According to local and party officials on the ground, however, it seemed the issue was in fact with the newly developed vote recording software.
“The app just straight up wasn’t working,” Story County Precinct 1-1 secretary Shawn Sebastian told The Post.
And resulting statements from the party would soon mirror those realities, admitting the technical difficulty was tied to a “coding error” within the new software.
“We have determined that this was due to a coding issue in the reporting system. This issue was identified and fixed,” Price said, according to the Des Moines Register. “The application’s reporting issue did not impact the ability of precinct chairs to report data accurately.”
“While our plan is to release results as soon as possible today, our ultimate goal is to ensure that the integrity and accuracy of the process continues to be upheld,” the party chair added.
WOW! Pete Buttigieg and Bernie Sanders are neck and neck right now in Iowa. Elizabeth Warren is not in an even more definite third. Joe Biden and Amy Klobuchar are trailing more and more. Results are still scarce. #IowaCaucuses pic.twitter.com/4hqQitMBRS
— J (@j131213) February 4, 2020
Took a 5 hour nap… woke expecting to get a nice, tidy report on Iowa caucus results. THIS says it all. From 4am AP reporting. (Dems…if you can’t run a caucus…why should you be trusted with health care, the economy, etc.?) pic.twitter.com/sQ8ay7YiAv
— Mike Opelka (@stuntbrain) February 4, 2020
Regardless of the uncertainty brought about by Monday night’s technical failure, initial results from early-reporting precincts across the state — which accounted for less than two percent of caucus data — did provide something of a touchstone for how the race might pan out
And those results, quickly pulled by The Times and The Associated Press as it became clear reporting delays would not be brief, resulted in no shortage of conjecture.
Several Democratic candidates were even so bold as to declare themselves victorious in final speeches made Monday night as eyes nationwide turned to the Northeast in preparation for the similarly esteemed New Hampshire primary, which will take place Tuesday, Feb. 11.
One such candidate was former South Bend, Indiana, Mayor Pete Buttigieg, a small-town Midwesterner and one of several so-called moderates within the Democratic primary.
Results from the earliest reporting precincts showed Buttigieg rallying substantial support, rising to a contested lead alongside widely accepted Iowa front-runner Sen. Bernie Sanders of Vermont, with Massachusetts Sen.

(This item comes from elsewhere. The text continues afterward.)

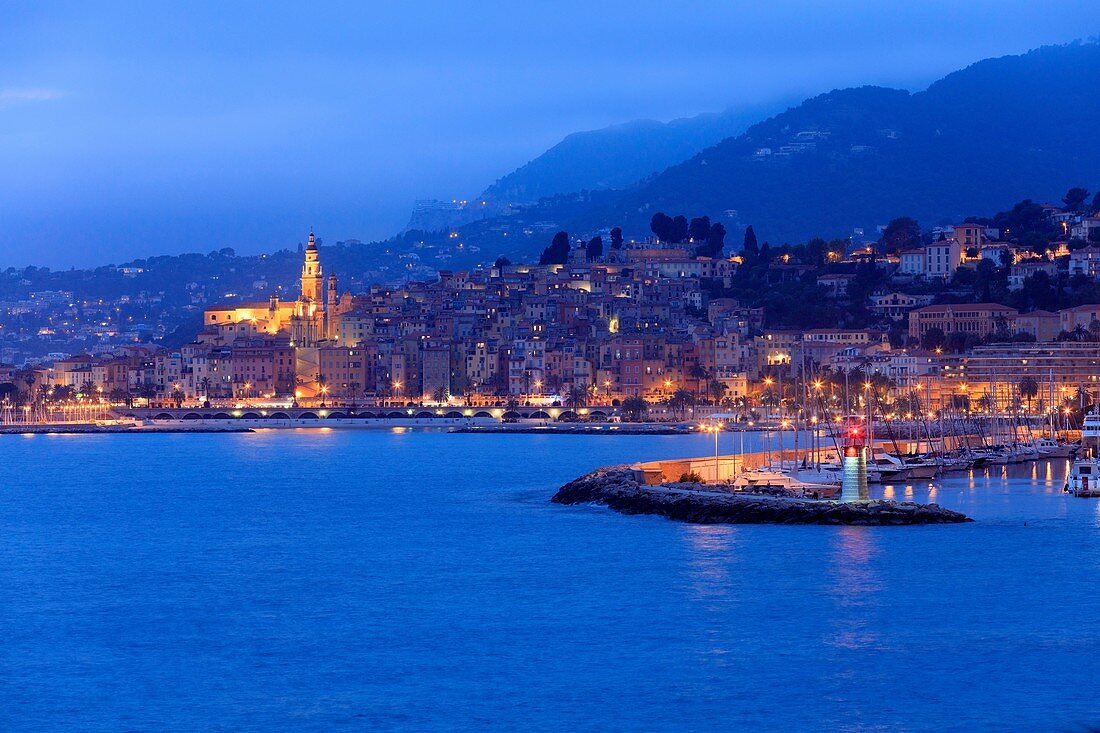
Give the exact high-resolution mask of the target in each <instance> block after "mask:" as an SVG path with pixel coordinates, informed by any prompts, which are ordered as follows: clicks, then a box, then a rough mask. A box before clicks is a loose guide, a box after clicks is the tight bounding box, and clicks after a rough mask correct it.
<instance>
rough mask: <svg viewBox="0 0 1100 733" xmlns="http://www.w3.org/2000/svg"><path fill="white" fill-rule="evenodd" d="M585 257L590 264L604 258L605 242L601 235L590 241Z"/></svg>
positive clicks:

Elizabeth Warren close at his heels and former Vice President Joe Biden limping still further behind.
“By all indications, we are going on to New Hampshire victorious,” Buttigieg said during a rally at Drake University in Des Moines, according to The Washington Times.
“Tonight, an improbable hope became an undeniable reality.”
Only the Iowa Democratic Party’s coming announcement of the results, however, will tell.
The Western Journal reached out to the Iowa Democratic Party for comment but did not immediately receive a response.